Security Guard Job Description
Some security guards are static, working in one place at a time; others are mobile and work on patrol, driving or walking from location to location and conducting security checks. They have the authority to detain or arrest law violators and issue warnings for traffic violations.
Guards may be posted at shopping centers, theaters, office complexes, banks, health care facilities, airports, train stations, factories, museums, laboratories, government buildings, universities, military bases, recreation sites, sports arenas, nightclubs and other locations. Some work as armored car guards, while others work as gaming surveillance officers. Almost every industry requires security guards. Depending on the size of the employer, security officers may be promoted to security manager, or they may work alone, handling all security for any given facility.

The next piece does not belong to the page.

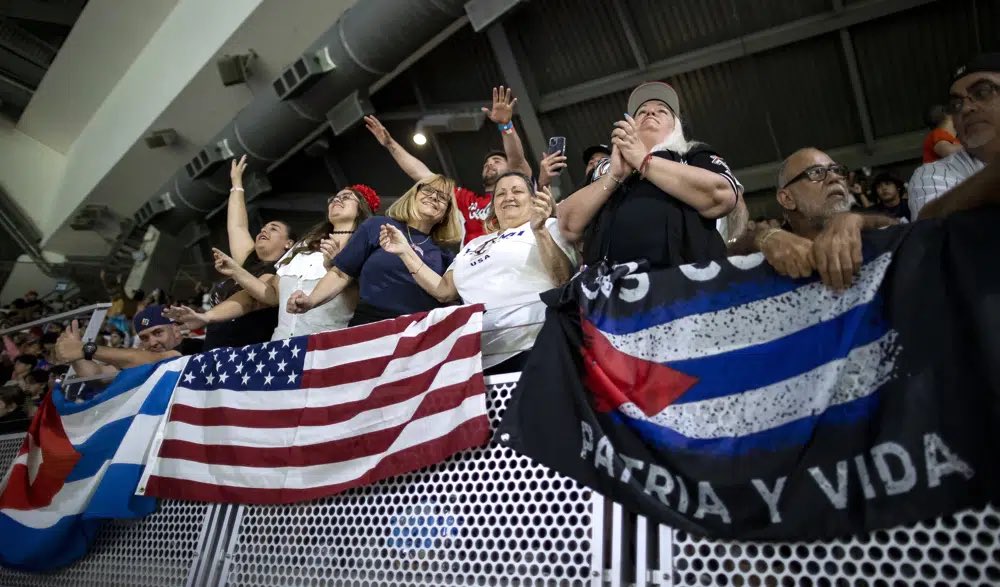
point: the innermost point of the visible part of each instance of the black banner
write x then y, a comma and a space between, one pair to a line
727, 401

Most security guards work at least eight hours per shift and spend much of that time standing or moving. Many are also on call. For employers who need 24/7 coverage, guards may rotate schedules with their colleagues. The Bureau of Labor Statistics reported in 2008 that roughly 16 percent of security guards were part time employees.
Security Guard Requirements
The qualifications for a position as a security guard aren't quite as stringent as those to enter a police department, but there are certain requirements nonetheless. Employers favor candidates who have earned a high school diploma or equivalent, as well as guards who have been licensed. A lot of the training is completed on the job. Generally, training includes weapons retention, the use of force and testing on the use of firearms. Many states require ongoing training for guards to retain their licenses. Guards at small shops may not receive as much training, for example, as those working at nuclear power plants.
While there are no education requirements to become a security guard, a degree in police science or criminal justice can give you an edge. Some postsecondary schools even offer programs or courses specifically for security guards.
In addition to holding a license, candidates should be at least 18 years of age and able to pass a drug test and background check. Armed guards are subject to more thorough background checks than unarmed guards. Certification is also available through ASIS International. Armed guards typically earn more than unarmed security guards and have greater job security, additional benefits and more upward mobility in their careers.
Security Guard Career Outlook
The Bureau of Labor Statistics found that 1.1 million security guards and gaming surveillance officers were employed in 2008, 55 percent of which were in investigation and security services. By 2018, security guard positions are expected to increase by 14 percent.
The median annual salary of a security guard in 2008 was $23,460. Industries hiring the most security guards include hospitals, local governments, elementary and secondary schools, and private investigation and security services. The top paying industries for security guards are natural gas distribution; deep-sea, coastal, and Great Lakes water transportation; computer systems services; business schools and couriers and express delivery services.
New York has the most employed security guards, followed by Florida, Nevada, District of Columbia, and Hawaii. Those working in Alaska earned the most.